A deeper analysis of the four districts respectively building periods showed that older building classes are characterized by higher heat demand values (see Fig. 12).
Figure 13 shows that more compact building forms such as high towers and multi family houses accompany with lower heat demand values because of the beneficial ratio of surface to volume (A/V ratio).
Figure 14 is in the same direction as the bigger and more dense in terms of higher numbers of floors buildings are, the lower the specific heat demand per squaremeter and year.
This paper presents a method for urban scale simulation of the heat demand. To validate the monthly energy balance method used in the urban simulation platform SimStadt, the results of six different building typologies were compared with dynamic building simulations.
The simulation method comparison resulted in a reasonable agreement for four buildings out of six (deviation </= 10%) and larger deviations in two cases (17 and 24%). Preparing and transferring building models to TRNSYS proved to be timeintensive, while the SimStadt process is fully automated.
At district scale, the SimStadt results were compared with aggregated consumption values. When realistic refurbishment percentages were included in the urban simulation, the deviation was less than 9% in three districts and 40% in one of the four districts. This high deviation might due to differences in detail relating to the survey on refurbishment states per district.
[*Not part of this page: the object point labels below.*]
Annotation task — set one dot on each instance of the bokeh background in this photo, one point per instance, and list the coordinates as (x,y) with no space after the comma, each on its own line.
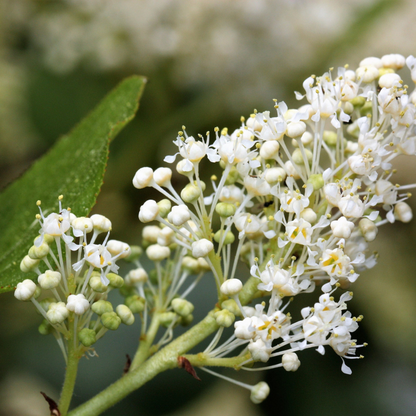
(208,62)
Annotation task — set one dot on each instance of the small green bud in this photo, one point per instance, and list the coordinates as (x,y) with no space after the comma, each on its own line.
(136,303)
(167,318)
(87,337)
(45,328)
(224,318)
(135,253)
(110,320)
(190,193)
(316,180)
(96,284)
(102,306)
(164,207)
(182,307)
(116,281)
(231,306)
(38,253)
(225,209)
(229,238)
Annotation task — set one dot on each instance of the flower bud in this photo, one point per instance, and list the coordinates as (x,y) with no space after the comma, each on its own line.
(143,178)
(167,318)
(190,193)
(225,209)
(368,229)
(28,264)
(101,223)
(229,238)
(162,176)
(116,281)
(275,175)
(38,253)
(83,224)
(290,361)
(179,215)
(148,211)
(269,149)
(77,304)
(96,283)
(231,287)
(102,306)
(125,314)
(156,252)
(49,279)
(57,313)
(135,303)
(259,392)
(87,337)
(224,318)
(202,248)
(25,290)
(403,212)
(118,248)
(182,307)
(110,320)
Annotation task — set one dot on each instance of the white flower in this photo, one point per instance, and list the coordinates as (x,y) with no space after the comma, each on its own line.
(25,290)
(77,304)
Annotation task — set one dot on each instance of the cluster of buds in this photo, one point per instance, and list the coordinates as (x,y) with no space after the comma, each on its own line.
(75,274)
(301,193)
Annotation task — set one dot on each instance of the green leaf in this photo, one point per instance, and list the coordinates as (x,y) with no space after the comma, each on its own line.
(74,168)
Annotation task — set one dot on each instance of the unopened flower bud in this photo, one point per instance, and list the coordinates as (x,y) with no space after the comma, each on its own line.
(162,176)
(135,303)
(25,290)
(182,307)
(179,215)
(259,392)
(290,361)
(87,337)
(116,281)
(143,178)
(368,229)
(110,320)
(231,287)
(102,306)
(225,209)
(125,314)
(167,318)
(224,318)
(49,279)
(156,252)
(101,223)
(118,248)
(269,149)
(37,253)
(229,238)
(57,313)
(148,211)
(77,304)
(28,264)
(202,248)
(164,207)
(190,193)
(403,212)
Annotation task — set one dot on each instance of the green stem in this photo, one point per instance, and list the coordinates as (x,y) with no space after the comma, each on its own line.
(74,356)
(165,359)
(146,341)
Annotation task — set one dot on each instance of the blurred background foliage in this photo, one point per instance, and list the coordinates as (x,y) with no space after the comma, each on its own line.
(208,62)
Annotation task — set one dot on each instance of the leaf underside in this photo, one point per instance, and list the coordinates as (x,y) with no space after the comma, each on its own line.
(74,168)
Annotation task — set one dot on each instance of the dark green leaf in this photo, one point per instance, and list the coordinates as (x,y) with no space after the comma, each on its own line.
(74,167)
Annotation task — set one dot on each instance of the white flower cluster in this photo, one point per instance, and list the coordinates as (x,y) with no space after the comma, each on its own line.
(79,272)
(302,192)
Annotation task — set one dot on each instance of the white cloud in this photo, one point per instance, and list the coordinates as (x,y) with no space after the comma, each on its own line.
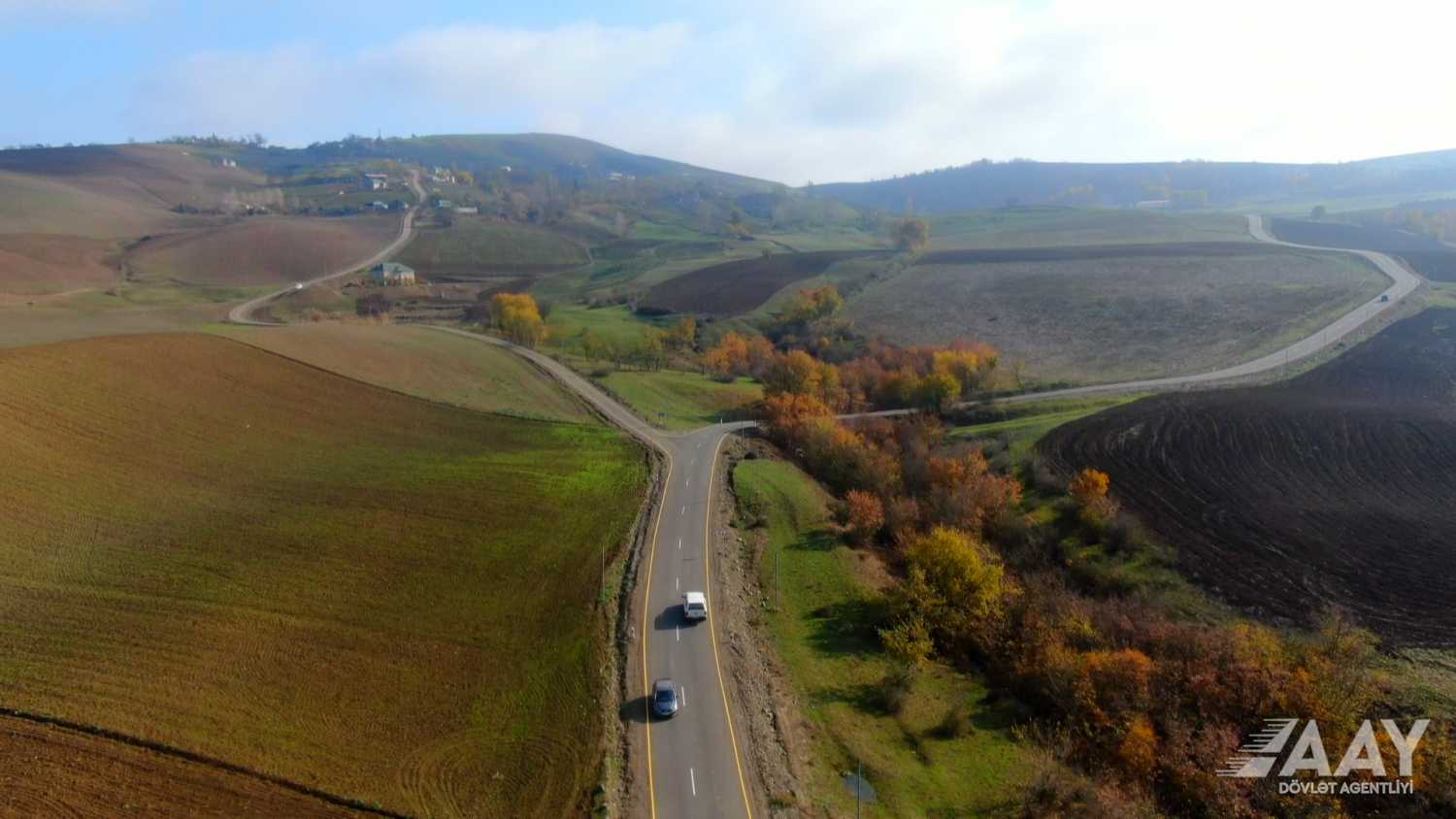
(852,89)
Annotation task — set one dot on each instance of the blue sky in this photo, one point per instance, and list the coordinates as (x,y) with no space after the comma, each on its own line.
(791,89)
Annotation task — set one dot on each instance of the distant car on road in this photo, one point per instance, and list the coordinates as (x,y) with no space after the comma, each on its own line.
(695,606)
(664,697)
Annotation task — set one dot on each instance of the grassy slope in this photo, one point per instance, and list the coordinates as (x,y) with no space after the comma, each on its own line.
(683,401)
(836,664)
(37,204)
(1114,319)
(422,363)
(220,548)
(264,250)
(478,246)
(1022,425)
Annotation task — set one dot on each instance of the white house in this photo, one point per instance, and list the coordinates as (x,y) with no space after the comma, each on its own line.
(392,274)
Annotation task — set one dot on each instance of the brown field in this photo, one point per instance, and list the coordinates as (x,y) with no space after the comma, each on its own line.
(739,287)
(424,363)
(37,204)
(264,250)
(157,177)
(52,771)
(38,262)
(1117,313)
(480,247)
(249,559)
(1331,489)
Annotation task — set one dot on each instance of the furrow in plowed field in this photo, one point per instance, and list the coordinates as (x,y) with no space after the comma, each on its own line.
(226,551)
(1331,489)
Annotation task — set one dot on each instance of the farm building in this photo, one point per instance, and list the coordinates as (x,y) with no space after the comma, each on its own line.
(392,274)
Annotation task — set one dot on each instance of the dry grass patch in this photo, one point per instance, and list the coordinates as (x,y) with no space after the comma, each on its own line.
(256,560)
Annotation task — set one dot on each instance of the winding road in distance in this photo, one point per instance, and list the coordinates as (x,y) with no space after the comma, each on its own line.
(1403,284)
(244,313)
(693,763)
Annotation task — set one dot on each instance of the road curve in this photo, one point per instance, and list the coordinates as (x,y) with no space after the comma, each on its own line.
(693,764)
(244,313)
(1403,282)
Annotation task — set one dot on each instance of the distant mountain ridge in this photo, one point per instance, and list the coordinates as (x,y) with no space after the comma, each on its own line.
(1179,183)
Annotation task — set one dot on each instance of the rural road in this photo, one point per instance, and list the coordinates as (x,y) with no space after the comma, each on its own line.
(693,764)
(244,313)
(1404,282)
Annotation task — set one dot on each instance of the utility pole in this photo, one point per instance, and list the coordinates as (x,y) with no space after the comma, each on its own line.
(859,789)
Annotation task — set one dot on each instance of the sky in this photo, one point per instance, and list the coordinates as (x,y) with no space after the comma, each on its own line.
(794,90)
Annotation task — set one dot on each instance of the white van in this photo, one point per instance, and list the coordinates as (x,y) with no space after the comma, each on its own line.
(695,606)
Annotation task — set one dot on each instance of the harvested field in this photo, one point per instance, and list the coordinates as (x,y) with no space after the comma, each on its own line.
(1042,226)
(52,771)
(1331,489)
(1115,313)
(43,262)
(739,287)
(264,250)
(37,204)
(1424,255)
(245,557)
(424,363)
(480,247)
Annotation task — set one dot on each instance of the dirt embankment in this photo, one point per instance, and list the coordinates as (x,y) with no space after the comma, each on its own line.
(774,737)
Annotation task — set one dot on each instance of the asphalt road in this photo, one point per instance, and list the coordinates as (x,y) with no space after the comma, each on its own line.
(693,763)
(695,767)
(1403,282)
(244,313)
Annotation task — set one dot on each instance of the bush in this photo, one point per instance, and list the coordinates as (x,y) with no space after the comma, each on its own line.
(957,720)
(896,688)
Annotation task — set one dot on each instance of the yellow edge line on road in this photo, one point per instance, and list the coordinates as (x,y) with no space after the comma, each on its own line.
(712,635)
(646,600)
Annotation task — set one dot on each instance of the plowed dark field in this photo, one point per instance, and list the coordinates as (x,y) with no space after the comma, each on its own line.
(1336,487)
(739,287)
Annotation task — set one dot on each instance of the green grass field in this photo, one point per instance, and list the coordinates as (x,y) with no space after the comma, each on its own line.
(256,560)
(136,309)
(1024,423)
(424,363)
(823,633)
(480,246)
(673,399)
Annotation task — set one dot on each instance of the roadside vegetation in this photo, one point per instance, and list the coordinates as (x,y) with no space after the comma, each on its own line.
(948,748)
(343,574)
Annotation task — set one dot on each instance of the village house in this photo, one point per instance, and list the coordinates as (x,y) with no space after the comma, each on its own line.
(392,274)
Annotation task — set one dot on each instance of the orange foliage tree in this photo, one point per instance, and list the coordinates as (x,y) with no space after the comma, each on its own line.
(518,319)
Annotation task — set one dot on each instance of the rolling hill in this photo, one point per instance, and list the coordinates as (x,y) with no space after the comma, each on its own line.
(1197,183)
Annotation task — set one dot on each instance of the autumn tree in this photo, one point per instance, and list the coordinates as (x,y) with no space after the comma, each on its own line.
(1089,492)
(911,235)
(728,358)
(864,515)
(955,586)
(683,335)
(518,319)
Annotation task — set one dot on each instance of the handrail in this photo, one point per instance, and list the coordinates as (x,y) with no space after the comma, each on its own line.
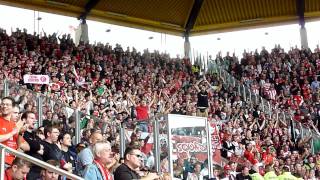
(265,110)
(33,160)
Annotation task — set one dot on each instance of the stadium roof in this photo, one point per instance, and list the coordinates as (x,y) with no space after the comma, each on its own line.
(175,16)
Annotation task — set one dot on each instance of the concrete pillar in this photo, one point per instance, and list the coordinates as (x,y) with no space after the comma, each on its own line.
(187,47)
(304,37)
(82,33)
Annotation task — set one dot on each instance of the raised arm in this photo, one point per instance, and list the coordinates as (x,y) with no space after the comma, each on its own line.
(197,85)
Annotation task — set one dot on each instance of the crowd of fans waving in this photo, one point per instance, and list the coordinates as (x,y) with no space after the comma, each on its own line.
(113,87)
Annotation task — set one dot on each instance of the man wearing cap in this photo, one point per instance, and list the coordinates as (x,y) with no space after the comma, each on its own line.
(270,173)
(227,173)
(286,175)
(255,175)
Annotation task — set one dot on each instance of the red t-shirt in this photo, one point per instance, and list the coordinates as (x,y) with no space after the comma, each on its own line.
(5,128)
(142,112)
(250,157)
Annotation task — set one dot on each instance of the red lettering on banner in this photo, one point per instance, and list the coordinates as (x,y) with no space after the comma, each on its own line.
(191,147)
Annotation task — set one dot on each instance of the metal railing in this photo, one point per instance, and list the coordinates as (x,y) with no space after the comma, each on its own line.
(40,100)
(266,107)
(4,149)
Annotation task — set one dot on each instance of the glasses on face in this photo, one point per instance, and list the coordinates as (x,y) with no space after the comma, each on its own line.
(138,155)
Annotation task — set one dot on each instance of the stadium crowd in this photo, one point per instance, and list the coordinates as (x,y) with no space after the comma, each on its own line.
(113,87)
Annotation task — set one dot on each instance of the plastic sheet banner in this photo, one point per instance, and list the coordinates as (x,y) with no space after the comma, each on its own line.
(189,140)
(36,79)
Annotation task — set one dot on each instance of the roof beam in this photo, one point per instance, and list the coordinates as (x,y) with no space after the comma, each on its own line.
(87,8)
(193,16)
(300,6)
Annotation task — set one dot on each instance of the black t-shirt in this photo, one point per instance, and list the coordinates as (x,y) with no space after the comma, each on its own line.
(242,177)
(203,99)
(123,172)
(51,152)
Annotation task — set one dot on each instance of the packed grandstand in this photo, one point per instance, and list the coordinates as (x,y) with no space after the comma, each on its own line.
(114,87)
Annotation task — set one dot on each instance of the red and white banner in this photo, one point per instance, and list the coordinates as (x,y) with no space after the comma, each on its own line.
(36,79)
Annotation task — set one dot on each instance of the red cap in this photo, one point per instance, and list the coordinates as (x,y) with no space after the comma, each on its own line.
(227,167)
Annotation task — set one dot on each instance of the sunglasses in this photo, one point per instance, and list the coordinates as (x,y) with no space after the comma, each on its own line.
(138,155)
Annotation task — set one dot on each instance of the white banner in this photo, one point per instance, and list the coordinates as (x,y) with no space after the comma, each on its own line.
(36,79)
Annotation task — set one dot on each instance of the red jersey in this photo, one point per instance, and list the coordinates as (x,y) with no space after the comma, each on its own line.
(142,112)
(5,128)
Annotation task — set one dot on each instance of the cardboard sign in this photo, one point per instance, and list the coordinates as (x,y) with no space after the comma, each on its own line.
(36,79)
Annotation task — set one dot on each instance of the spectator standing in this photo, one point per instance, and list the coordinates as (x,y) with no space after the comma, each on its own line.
(102,157)
(51,146)
(18,170)
(86,156)
(132,163)
(9,131)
The analysis showed that heat demand forecast with the urban simulation platform SimStadt based on 3D city models and building construction data bases as a function of building type and year of construction is suitable for both single buildings and city (district) scale without loss of quality by scaling up the granularity.
This research was funded by the BLE (Bundesanstalt für Landwirtschaft und Ernährung, English: Federal Agency for Agriculture and Food), Project WeBest (Wärmebedarfsprognose von Gebäuden und Stadtquartieren, English: Heat demand forecast for buildings and city quarters).
Thanks are due to the work of Marcel Bruse, Claudia Schulte, Romain Nouvel, Dr.-Ing. Egbert Casper, Maximilian Haag (all HFT Stuttgart), Dr. Frank Knospe, Dr.-Ing. Christian Lindner and Thomas Brune (all city of Essen).
HFT Stuttgart coordinated the research work and evaluated the parametric study in different scenarios by employing urban simulation platform SimStadt (www.simstadt.eu), INSEL software (www.insel.eu) and TRNSYS (www.trnsys.como) and wrote the paper. The city of Essen delivered building data (geometries, semantics) for the six case study buildings as well as the aggregated energy consumption data for the four analysed districts. All authors read and approved the final manuscript.
The authors declare that they have no competing interests.